Where this comes from is the fact that companies have to act in the best interest of their shareholders. Best interest isn't defined in law. But it basically comes down to businesses can't act against their shareholders by intentionally helping the competition, or something like that. For example if the board members all own stock in a competing business, and they make a decision that will intentionally negatively effect the business in order to help the other company they hold interest in, that would be illegal.

But people mistakes that for businesses being required to maximize profits at all costs, which just isn't true

[–] admiralteal@kbin.social 12 points 9 months ago* (last edited 9 months ago) (2 children)

Also if the shareholders vote for policy X, the company cannot work against policy X or ignore policy X.

If your shareholders all get together and vote for some policy or program that will DEFINITELY hurt the stock value... well, the company still has to do it because it obeys the shareholders. And it has to try and do it the best possible way -- malicious compliance/bad faith can also potentially get you in trouble.

But since the majority shareholders in, frankly, most meaningful public companies are the likes of hedge funds, then the majority of votes are always going to be to do the thing that boosts share value. This inhuman corporate concepts simply cannot care about anything other than more dollars.
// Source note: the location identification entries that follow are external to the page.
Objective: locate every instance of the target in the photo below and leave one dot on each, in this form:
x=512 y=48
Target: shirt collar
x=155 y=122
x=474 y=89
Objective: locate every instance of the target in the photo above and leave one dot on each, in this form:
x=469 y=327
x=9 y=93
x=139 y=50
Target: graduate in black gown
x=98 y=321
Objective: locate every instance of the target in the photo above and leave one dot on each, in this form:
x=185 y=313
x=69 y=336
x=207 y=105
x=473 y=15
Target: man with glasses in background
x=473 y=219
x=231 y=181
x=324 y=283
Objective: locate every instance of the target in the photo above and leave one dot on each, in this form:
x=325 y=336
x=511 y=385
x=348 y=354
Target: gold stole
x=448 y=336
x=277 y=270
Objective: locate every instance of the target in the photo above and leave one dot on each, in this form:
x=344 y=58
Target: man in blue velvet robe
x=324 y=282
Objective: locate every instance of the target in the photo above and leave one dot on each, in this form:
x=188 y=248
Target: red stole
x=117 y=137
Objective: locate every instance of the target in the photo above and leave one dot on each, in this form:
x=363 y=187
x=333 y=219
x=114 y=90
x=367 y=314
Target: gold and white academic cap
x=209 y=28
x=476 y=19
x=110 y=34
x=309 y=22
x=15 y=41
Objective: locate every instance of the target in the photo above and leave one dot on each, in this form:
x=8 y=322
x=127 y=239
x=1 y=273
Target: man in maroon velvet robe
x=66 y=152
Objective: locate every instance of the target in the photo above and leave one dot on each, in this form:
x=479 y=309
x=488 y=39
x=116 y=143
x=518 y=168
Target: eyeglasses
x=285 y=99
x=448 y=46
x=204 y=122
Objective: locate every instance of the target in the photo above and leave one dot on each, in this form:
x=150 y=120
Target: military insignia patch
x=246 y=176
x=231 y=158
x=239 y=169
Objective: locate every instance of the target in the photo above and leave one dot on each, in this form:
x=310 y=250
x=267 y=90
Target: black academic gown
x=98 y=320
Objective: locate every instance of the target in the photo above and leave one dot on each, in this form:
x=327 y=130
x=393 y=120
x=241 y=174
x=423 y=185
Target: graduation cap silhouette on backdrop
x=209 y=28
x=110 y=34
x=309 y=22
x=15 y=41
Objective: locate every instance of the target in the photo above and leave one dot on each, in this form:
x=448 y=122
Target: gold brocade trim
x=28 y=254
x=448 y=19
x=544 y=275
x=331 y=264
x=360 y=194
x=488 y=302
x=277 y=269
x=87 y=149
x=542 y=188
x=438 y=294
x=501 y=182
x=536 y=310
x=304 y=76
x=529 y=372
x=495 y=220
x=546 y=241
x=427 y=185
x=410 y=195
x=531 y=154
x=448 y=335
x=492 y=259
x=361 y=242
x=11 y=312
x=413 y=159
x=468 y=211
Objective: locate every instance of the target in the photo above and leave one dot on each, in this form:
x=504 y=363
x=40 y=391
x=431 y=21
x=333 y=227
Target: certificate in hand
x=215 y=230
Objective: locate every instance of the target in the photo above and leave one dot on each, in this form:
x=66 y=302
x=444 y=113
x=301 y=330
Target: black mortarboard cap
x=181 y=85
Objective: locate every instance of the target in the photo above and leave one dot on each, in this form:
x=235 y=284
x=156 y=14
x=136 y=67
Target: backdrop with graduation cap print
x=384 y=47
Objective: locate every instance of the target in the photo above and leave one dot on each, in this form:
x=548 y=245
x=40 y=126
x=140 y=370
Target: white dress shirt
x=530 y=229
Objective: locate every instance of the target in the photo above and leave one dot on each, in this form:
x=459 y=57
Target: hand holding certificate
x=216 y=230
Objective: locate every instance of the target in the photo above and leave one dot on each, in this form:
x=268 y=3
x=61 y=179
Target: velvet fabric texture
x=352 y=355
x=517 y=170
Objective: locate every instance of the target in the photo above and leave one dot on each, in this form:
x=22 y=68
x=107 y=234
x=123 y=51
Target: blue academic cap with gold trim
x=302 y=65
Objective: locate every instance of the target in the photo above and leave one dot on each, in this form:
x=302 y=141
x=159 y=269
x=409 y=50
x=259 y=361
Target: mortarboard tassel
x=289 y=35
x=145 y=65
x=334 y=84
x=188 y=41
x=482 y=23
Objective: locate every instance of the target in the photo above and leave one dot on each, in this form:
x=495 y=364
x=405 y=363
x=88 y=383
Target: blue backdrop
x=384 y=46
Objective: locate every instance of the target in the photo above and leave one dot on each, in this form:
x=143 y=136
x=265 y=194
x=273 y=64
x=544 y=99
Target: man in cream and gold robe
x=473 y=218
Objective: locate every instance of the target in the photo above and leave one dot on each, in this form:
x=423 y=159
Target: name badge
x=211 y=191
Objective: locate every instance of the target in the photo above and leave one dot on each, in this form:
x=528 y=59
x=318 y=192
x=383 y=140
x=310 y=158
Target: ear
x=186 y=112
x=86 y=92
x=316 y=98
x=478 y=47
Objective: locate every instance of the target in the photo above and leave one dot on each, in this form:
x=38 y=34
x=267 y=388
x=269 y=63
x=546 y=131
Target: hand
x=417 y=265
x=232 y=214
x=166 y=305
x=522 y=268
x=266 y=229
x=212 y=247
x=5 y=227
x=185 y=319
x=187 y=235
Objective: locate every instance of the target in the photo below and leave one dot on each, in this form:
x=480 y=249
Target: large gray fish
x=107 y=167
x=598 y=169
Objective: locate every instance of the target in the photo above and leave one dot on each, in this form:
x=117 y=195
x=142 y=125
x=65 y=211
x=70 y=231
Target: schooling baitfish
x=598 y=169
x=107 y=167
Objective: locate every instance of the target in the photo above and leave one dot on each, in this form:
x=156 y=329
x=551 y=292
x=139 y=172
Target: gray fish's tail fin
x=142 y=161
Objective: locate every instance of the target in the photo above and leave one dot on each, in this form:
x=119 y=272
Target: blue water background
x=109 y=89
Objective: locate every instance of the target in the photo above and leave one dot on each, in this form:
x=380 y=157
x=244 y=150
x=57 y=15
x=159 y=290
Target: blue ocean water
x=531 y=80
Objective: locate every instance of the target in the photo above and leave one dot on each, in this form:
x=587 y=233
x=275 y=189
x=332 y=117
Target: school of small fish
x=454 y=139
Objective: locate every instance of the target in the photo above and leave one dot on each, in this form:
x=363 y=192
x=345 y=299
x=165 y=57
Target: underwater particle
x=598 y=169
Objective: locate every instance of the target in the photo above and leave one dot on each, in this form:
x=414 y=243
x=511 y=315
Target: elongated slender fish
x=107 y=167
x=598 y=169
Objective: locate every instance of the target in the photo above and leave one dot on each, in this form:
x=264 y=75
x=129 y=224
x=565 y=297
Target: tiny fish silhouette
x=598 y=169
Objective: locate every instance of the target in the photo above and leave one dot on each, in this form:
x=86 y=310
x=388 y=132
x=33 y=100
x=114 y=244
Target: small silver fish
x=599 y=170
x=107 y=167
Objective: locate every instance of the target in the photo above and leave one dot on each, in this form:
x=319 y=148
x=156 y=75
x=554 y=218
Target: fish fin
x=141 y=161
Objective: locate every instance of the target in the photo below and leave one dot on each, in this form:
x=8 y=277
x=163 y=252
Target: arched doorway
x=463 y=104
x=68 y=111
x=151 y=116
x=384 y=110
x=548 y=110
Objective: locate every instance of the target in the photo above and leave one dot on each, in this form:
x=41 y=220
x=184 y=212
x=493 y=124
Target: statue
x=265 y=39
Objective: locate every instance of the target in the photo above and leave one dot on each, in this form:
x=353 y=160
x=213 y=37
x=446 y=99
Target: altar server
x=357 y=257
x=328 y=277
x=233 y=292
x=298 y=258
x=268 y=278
On the rare occasion where they may try, it gets labeled as ESG wokism and they get threatened legally by conservative governors (at least in the US).

The real problem with shareholder capitalism may be the terrible influence of hedge funds and professional investors rather than the fundamental principle of the investor-based system. But the hedge fund and professional investor is also a kind of natural consequence of these systems.

[–] Fal@yiffit.net 5 points 9 months ago

Also if the shareholders vote for policy X, the company cannot work against policy X or ignore policy X.

This isn't really true. And is actually exactly what the law is meant to protect. The 51% owner isn't allowed to purposely tank the company and screw over the other 49% just because they vote.

[–] pdxfed@lemmy.world 2 points 9 months ago

It also has been unhelpful in the current arc that with unions being decimated (literally 1/10thed) in the last 60 years and wealth vastly concentrated (gee, wonder if there is a correlation?) it's allowed very few individuals with massive share interests essentially drive all decision to the "profits at all costs or I'll replace you and the board". As wealthy shareholder concentration has spread amongst industries and the wealth concentration snowball has picked up steam you now have a tiny portion of people holding some ungodly percentage of outstanding shares--even relative to other wealth in society.

Interestingly, with the rise of 401ks(crammed down throats of americans to subvert pensions), institutional shareholders (blackrock, vanguard, etc.) these mutual fund and index owners own a massive portion of outstanding wealth and actually have the abilty, should they be pushed to do so, to drive change on all these things. Surprisingly, they haven't stood up and done it and wealthy rats are scrambling to try to pass anti-activist shareholder rules. Remember, shareholder activists are only bad when it's the poors, otherwise it's a brilliant businessperson.